Setting out to revive the heritage of Cairo's tentmakers, Egyptian startup Menidy aims to provides artisans with materials, marketing, and a global platform to commercialise their products online.
Deeply ingrained into Egyptian culture and intertwined with local traditions, from desert-scapes, to funerals, to Ramadan tents, quilts have long held a significance in Egypt's collective memory. But the country’s dramatic drop in tourism in the past decade has progressively pushed the craft to the brink of extinction, as more and more artisans do not find a sustainable market for their thoroughly crafted products.
Aiming to revive this tradition and tap into the international interest these art pieces garner, entrepreneur Nabil Khalifa and his partners Medhat Adel Emam, Hussein Ali, and Colette Ghunim are leading a crowdfunding campaign for their startup, Menidy, aimed at setting up a business model that can ensure the livelihood of artisans while preserving a dying cultural tradition.
The startup, Menidy, is composed of a team of videographers, photographers, and social media and business specialists, who set out not only to commercialise crafts but also carry out online marketing campaigns and multimedia content to promote and channel the pieces.

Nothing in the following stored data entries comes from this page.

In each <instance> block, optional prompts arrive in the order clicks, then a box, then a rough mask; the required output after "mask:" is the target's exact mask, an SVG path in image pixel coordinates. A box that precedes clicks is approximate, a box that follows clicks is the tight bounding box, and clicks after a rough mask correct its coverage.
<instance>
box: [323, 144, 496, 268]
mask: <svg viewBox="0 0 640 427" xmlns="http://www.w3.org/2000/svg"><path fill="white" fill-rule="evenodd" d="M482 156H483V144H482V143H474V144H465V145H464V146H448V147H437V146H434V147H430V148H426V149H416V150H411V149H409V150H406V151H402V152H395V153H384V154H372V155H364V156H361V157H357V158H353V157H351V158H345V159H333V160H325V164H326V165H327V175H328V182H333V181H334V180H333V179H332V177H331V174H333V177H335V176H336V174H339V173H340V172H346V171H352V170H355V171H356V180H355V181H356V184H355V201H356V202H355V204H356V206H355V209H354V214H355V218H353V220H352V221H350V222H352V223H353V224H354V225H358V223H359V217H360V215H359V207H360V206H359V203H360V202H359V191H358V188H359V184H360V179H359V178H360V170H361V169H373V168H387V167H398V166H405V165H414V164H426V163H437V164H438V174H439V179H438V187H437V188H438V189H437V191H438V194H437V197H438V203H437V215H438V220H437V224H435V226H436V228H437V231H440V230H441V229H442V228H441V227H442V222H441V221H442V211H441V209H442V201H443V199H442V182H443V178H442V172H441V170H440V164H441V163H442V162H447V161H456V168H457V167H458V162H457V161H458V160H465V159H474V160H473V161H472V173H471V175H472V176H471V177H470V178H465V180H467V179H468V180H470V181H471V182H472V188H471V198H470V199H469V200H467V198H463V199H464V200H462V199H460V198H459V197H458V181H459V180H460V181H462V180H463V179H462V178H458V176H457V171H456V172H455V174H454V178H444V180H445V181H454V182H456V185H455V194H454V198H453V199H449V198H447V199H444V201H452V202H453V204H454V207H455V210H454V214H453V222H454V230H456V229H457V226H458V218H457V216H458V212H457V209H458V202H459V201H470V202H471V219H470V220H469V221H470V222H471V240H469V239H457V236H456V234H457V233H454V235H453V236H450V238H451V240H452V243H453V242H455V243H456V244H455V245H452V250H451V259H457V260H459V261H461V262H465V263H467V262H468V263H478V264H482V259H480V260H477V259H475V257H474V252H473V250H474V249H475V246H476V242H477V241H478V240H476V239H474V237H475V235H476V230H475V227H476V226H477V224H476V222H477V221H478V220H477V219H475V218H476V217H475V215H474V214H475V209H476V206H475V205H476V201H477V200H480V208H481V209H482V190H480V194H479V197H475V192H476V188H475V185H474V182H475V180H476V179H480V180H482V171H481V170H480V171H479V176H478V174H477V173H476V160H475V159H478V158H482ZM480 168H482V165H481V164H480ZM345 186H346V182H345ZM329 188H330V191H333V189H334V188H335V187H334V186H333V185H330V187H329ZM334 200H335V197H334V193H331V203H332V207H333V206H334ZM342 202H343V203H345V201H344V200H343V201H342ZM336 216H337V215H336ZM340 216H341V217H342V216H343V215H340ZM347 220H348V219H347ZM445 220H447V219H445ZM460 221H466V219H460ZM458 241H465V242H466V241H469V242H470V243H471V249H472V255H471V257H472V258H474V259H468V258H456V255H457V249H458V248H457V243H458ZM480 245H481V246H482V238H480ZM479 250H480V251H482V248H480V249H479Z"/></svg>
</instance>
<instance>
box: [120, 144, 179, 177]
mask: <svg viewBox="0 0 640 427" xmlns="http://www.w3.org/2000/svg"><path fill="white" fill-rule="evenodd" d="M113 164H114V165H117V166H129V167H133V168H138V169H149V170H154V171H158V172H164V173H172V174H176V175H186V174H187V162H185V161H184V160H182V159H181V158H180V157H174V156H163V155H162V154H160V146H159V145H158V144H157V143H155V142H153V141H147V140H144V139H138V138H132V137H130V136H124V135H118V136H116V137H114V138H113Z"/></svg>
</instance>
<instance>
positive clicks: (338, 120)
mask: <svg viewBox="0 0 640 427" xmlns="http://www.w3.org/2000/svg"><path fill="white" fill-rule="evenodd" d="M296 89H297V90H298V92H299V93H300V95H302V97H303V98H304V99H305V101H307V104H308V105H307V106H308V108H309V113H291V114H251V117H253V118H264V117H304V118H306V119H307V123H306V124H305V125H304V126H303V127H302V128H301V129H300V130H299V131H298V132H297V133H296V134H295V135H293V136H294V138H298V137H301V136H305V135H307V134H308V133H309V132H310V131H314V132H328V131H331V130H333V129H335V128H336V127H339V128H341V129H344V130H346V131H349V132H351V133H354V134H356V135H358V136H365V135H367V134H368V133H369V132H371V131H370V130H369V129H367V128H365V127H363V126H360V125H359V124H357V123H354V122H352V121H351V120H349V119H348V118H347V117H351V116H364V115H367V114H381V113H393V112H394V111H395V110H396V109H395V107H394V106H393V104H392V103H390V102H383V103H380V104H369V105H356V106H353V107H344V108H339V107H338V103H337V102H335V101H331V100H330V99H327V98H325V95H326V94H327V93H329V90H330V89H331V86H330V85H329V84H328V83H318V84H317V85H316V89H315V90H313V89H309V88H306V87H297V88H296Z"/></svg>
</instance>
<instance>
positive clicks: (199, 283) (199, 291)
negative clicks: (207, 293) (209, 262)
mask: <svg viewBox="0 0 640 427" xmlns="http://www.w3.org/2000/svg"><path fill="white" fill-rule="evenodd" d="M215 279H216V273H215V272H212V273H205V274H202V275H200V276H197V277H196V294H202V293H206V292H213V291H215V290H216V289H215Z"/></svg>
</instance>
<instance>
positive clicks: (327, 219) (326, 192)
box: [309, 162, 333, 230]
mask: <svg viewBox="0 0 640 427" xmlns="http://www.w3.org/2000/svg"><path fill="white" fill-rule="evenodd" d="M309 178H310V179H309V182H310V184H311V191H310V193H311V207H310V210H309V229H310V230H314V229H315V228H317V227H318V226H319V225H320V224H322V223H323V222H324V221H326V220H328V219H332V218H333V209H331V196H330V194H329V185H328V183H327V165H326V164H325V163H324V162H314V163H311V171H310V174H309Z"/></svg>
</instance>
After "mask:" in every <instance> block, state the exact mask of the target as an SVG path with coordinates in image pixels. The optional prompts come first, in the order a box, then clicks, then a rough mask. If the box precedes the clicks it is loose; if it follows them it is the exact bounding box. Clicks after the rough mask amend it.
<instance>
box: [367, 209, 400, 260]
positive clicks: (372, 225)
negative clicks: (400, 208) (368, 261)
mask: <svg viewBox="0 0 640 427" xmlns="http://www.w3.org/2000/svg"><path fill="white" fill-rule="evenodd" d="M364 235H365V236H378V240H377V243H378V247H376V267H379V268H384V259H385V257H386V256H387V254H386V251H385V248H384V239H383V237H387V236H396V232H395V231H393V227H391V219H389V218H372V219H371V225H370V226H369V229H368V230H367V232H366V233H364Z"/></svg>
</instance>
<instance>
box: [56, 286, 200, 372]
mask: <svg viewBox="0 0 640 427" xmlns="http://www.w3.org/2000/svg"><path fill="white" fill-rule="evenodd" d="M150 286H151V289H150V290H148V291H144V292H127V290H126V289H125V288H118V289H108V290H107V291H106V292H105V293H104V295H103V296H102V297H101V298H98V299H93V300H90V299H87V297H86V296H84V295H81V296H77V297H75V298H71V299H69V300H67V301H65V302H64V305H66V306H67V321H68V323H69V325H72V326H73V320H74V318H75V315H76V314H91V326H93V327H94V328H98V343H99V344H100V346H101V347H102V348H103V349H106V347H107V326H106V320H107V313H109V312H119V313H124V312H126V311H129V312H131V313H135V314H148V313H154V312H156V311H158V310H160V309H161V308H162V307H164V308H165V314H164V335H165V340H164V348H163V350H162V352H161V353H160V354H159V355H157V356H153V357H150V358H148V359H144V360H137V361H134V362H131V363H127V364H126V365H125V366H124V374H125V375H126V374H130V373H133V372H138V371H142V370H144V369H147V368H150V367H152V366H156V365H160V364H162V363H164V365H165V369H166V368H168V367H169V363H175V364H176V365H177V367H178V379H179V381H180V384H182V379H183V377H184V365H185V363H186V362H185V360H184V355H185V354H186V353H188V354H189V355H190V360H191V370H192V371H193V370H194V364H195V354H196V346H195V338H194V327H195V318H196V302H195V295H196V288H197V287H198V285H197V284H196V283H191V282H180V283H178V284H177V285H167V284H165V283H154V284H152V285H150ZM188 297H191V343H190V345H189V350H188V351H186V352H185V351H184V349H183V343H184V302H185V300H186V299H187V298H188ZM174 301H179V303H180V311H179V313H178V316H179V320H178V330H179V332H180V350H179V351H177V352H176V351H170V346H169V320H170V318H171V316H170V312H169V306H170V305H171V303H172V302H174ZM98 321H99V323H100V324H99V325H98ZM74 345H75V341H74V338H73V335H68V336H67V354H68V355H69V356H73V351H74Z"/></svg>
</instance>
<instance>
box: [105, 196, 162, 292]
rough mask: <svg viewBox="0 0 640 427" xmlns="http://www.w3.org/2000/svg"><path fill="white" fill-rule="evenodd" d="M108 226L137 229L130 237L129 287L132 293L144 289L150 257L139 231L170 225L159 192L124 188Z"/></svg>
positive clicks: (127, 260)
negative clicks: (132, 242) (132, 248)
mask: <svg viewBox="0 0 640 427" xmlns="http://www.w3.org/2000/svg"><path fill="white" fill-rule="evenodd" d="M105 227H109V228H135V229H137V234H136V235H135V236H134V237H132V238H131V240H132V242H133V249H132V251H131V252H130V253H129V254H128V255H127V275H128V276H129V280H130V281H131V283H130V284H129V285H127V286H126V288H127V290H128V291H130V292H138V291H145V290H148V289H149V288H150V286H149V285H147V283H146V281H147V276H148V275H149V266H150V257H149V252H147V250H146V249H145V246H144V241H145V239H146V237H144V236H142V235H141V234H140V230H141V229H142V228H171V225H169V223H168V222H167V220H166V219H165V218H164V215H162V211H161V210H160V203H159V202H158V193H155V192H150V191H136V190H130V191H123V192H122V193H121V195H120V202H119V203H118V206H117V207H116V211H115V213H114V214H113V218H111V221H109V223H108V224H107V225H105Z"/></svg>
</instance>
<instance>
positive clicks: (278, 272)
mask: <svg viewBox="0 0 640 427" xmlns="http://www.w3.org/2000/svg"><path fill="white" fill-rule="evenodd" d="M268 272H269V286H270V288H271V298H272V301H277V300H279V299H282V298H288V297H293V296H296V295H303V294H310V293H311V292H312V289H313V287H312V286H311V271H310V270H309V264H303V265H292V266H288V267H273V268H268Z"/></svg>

“We want to solve the artisans' biggest problem, which is marketing,” says co-founder Nabil Khalifa. “While travelling around the country, I found these incredible products and started asking the craftsmen about their business, but they all complained about tourism and their financial situations,” he says. However, Khalifa was astounded every time he showed their photos to his foreign friends. “They all love the crafts, so I realised the problem was mainly to get these products to reach the right people. That’s when I got the idea of creating an e-commerce website and assist the artisans with the marketing part.”
The team have recruited over 20 artisans, following a journey through the depths of Egypt. They started off at the oldest workshops in Old Cairo where, in an effort to unveil the secrets of the forgotten people preserving Arabic identity, they discovered Khaiamia - or the tentmakers of Cairo - who radically transformed their ancient craft into modern art quilts. Turning fabric into wearable and usable art, these artisans hand-stitch colourful Egyptian cotton fabrics into wall tapestries, pillow covers, and other home décor items. But, given the fragile economic situation of the country and the dramatic decrease in tourism, they have recently been seeing their ancient craft perish.
“The work of tentmakers has been highly appreciated in places like the USA, but not here, since it has been traditionally used for funerals and to cover buildings, so there is a stigma attached to them,” Australian filmmaker Kim Beamish, who documented this dying craft in his film The Tentmakers of Cairo, said in an earlier interview with Cairoscene.
Menidy also discovered Akhmim, a village just across the river from Sohag, on the east bank of the Nile, which is world-renowned for its handicrafts, such as textiles, silk, linen and cotton. This 4,000 year-old village thrives due to its refined, intricate quality of work; however, the arrival of cheap imported fabrics has taken over the market in recent years.
Gathering 20 craftsmen, from the Delta to Upper Egypt, as well as cotton scarf producers, Menidy plans to provide them with materials, high-quality marketing and a platform to commercialise their products. Kicking off with a Kickstarter campaign, the startup will begin issuing pre-orders and spark global engagement. “The kickstarter money will be used for different purposes. These artisans have not been working for a long time, so the first thing is to set them in motion to get back to work. We also want to enhance the quality of the products, as most of them don’t have the fund to get raw materials, and fund the marketing activities,” says Khalifa.